Re: [ovs-discuss] Incremental perf results

Han Zhou Fri, 18 May 2018 14:04:39 -0700

Hi Mark,

Thank you so much for sharing this data. Please see my comments inline.


On Fri, May 18, 2018 at 1:31 PM, Mark Michelson <mmich...@redhat.com> wrote:

> Hi Han, I finally did some tests and looked at the CPU usage between
> master and the ip7 branch.
>
> On the machines running ovn-controller:
> Master branch: Climbs to around 100% over the course of 3 minutes, then
> oscillates close to 100% for about 10 minutes, and then is pegged to 100%
> for the rest of the test. Total test time was about 23 minutes.
> ip7 branch: oscillates between 10 and 25% for the first 10 minutes of the
> test, then hovers around 10% for the rest. Total test time was about 19
> minutes.
>
> This is aligned with my observation of ~90% improvement on CPU cost.

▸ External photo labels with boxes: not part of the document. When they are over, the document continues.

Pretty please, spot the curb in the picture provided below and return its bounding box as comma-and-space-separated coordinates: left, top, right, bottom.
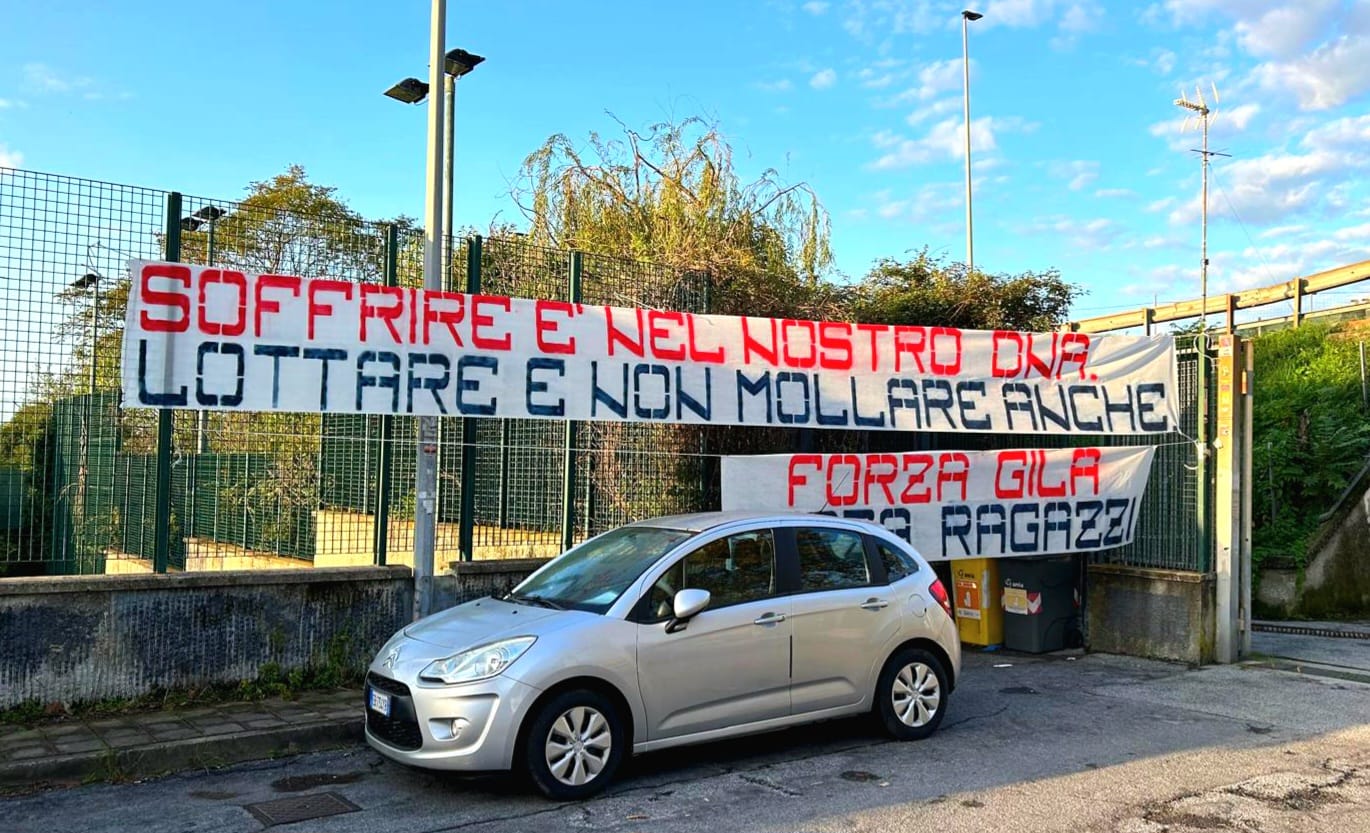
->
1241, 656, 1370, 684
0, 718, 362, 788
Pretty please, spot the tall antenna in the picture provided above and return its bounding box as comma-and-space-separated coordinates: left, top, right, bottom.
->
1175, 85, 1230, 336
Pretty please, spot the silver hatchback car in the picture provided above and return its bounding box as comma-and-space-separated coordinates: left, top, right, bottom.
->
366, 512, 960, 799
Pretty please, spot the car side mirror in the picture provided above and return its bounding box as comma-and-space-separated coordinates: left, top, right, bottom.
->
666, 588, 711, 633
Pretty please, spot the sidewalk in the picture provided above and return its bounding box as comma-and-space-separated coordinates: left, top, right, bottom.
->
0, 689, 363, 793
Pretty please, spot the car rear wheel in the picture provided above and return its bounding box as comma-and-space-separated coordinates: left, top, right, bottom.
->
875, 648, 949, 740
523, 689, 627, 801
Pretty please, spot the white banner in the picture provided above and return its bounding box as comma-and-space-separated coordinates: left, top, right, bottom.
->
722, 445, 1156, 560
123, 260, 1178, 434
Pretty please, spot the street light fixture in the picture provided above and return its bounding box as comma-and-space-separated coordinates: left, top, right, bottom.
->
385, 49, 485, 286
960, 8, 985, 274
385, 78, 427, 104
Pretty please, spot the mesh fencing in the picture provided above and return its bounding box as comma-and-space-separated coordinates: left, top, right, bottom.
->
0, 169, 1211, 575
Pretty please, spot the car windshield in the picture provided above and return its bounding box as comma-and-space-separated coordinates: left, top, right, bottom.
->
510, 526, 693, 614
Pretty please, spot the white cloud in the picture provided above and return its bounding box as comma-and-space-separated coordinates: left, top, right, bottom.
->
1255, 36, 1370, 110
1236, 0, 1341, 59
1022, 215, 1122, 251
843, 0, 947, 41
1047, 159, 1099, 190
904, 99, 962, 127
23, 63, 90, 95
755, 78, 795, 93
1256, 223, 1308, 240
873, 181, 966, 233
893, 58, 963, 104
985, 0, 1055, 27
1332, 223, 1370, 242
1170, 121, 1370, 225
873, 116, 1022, 171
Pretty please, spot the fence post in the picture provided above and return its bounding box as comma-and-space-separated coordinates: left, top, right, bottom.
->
499, 419, 514, 529
562, 252, 584, 552
371, 223, 400, 566
456, 234, 481, 562
152, 190, 181, 573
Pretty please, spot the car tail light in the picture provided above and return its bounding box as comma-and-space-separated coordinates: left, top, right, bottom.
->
927, 578, 956, 621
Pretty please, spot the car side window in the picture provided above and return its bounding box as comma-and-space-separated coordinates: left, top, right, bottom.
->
795, 529, 870, 592
648, 529, 775, 621
875, 541, 918, 584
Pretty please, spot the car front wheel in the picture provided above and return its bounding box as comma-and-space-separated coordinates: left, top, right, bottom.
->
875, 648, 949, 740
523, 689, 627, 801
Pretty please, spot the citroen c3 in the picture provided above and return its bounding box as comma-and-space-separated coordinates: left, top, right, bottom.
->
364, 512, 960, 800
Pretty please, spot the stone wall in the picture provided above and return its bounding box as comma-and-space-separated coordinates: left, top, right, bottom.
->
0, 567, 414, 708
1086, 564, 1217, 664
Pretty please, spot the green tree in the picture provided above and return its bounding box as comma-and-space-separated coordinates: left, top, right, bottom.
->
514, 118, 832, 315
847, 248, 1084, 332
1252, 323, 1370, 566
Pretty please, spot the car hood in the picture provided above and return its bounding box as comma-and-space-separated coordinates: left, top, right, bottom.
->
404, 599, 585, 651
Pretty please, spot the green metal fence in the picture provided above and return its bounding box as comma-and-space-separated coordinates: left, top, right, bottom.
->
0, 169, 1211, 575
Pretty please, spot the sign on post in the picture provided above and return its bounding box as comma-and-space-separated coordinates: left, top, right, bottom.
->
123, 260, 1177, 436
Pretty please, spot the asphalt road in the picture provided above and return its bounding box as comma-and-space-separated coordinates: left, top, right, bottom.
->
0, 644, 1370, 833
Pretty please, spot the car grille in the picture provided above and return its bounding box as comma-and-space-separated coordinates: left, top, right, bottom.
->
366, 671, 410, 697
363, 671, 423, 749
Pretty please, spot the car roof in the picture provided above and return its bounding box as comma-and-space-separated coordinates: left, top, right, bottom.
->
630, 511, 875, 532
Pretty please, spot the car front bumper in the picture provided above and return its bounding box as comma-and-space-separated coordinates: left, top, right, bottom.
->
363, 666, 541, 771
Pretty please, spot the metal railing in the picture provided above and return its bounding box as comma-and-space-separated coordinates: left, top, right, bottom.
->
0, 169, 1207, 577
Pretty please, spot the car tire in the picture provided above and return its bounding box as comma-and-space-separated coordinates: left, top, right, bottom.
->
873, 648, 951, 740
523, 689, 627, 801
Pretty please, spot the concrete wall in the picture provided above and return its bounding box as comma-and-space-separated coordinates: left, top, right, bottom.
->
0, 567, 414, 708
1086, 564, 1217, 664
1256, 482, 1370, 619
433, 558, 549, 610
1296, 490, 1370, 619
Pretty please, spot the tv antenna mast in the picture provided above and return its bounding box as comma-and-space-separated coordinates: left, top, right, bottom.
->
1175, 84, 1232, 336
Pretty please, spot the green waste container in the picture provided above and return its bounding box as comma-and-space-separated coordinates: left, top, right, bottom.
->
999, 555, 1082, 654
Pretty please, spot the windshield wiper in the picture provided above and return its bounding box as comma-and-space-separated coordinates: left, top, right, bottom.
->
504, 590, 566, 610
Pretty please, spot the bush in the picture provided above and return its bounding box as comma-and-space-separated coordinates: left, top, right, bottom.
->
1252, 325, 1370, 567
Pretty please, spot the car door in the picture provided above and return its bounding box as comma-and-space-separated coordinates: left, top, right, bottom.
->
782, 526, 900, 714
634, 529, 792, 740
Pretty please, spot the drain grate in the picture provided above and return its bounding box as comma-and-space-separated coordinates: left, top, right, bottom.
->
242, 792, 360, 828
1251, 622, 1370, 640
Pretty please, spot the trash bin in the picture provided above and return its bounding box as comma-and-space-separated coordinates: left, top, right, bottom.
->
999, 555, 1080, 654
951, 558, 1004, 648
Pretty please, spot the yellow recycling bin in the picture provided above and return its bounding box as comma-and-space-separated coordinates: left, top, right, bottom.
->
951, 558, 1004, 648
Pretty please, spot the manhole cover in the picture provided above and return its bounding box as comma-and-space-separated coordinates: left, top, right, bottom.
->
244, 792, 360, 828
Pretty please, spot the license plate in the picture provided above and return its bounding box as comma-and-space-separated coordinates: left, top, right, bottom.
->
366, 688, 390, 717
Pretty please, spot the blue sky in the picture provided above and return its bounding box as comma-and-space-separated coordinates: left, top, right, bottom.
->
0, 0, 1370, 321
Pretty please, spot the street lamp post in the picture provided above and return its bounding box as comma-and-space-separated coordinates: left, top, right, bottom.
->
960, 8, 985, 274
385, 49, 485, 278
181, 206, 227, 453
385, 37, 485, 619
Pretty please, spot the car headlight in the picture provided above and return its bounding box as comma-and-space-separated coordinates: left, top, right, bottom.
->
419, 636, 537, 685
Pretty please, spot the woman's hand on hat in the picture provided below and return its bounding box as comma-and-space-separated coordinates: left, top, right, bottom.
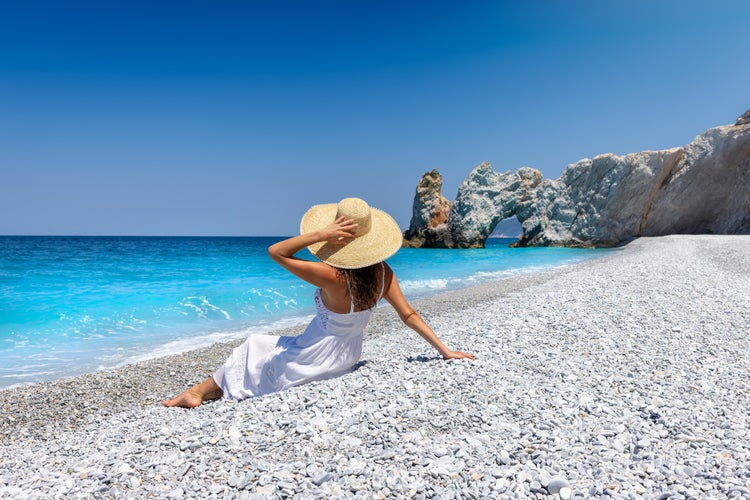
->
443, 351, 474, 360
320, 217, 358, 245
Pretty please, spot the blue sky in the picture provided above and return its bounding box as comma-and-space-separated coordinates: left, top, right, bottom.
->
0, 0, 750, 235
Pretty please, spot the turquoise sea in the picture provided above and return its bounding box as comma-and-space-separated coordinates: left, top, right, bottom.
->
0, 236, 606, 388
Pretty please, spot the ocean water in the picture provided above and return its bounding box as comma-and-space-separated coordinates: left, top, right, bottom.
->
0, 236, 606, 388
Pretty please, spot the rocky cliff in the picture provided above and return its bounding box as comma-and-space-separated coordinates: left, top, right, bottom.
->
405, 111, 750, 248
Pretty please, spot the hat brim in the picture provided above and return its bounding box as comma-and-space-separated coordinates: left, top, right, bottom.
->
300, 203, 403, 269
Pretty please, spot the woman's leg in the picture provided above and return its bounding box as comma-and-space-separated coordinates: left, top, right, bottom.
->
161, 377, 224, 408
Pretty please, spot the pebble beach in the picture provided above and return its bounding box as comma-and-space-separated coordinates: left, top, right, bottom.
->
0, 235, 750, 499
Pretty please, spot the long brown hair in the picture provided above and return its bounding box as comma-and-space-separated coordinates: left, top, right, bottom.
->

For the throughput/total time, the improvement ratio is different (in my
test case the execution time reduced ~50%) but I think it can be explained.
The total execution time is not accurately reflecting the efficiency of the
processing, because when CPU is 100%, ovn-controller processing will be
slowed down which may just end up less iterations during the whole test. I
think the stop-watch profiling mechanism you implemented (also rebased into
the incremental processing) will be able to tell the truth. The real impact
of that is longer latency for handling a change in control plane. So I also
use latency to evaluate the improvement. The way I test latency is using
ovn-nbctl --wait=hv, with the nb_cfg improvement (
https://patchwork.ozlabs.org/patch/899608/).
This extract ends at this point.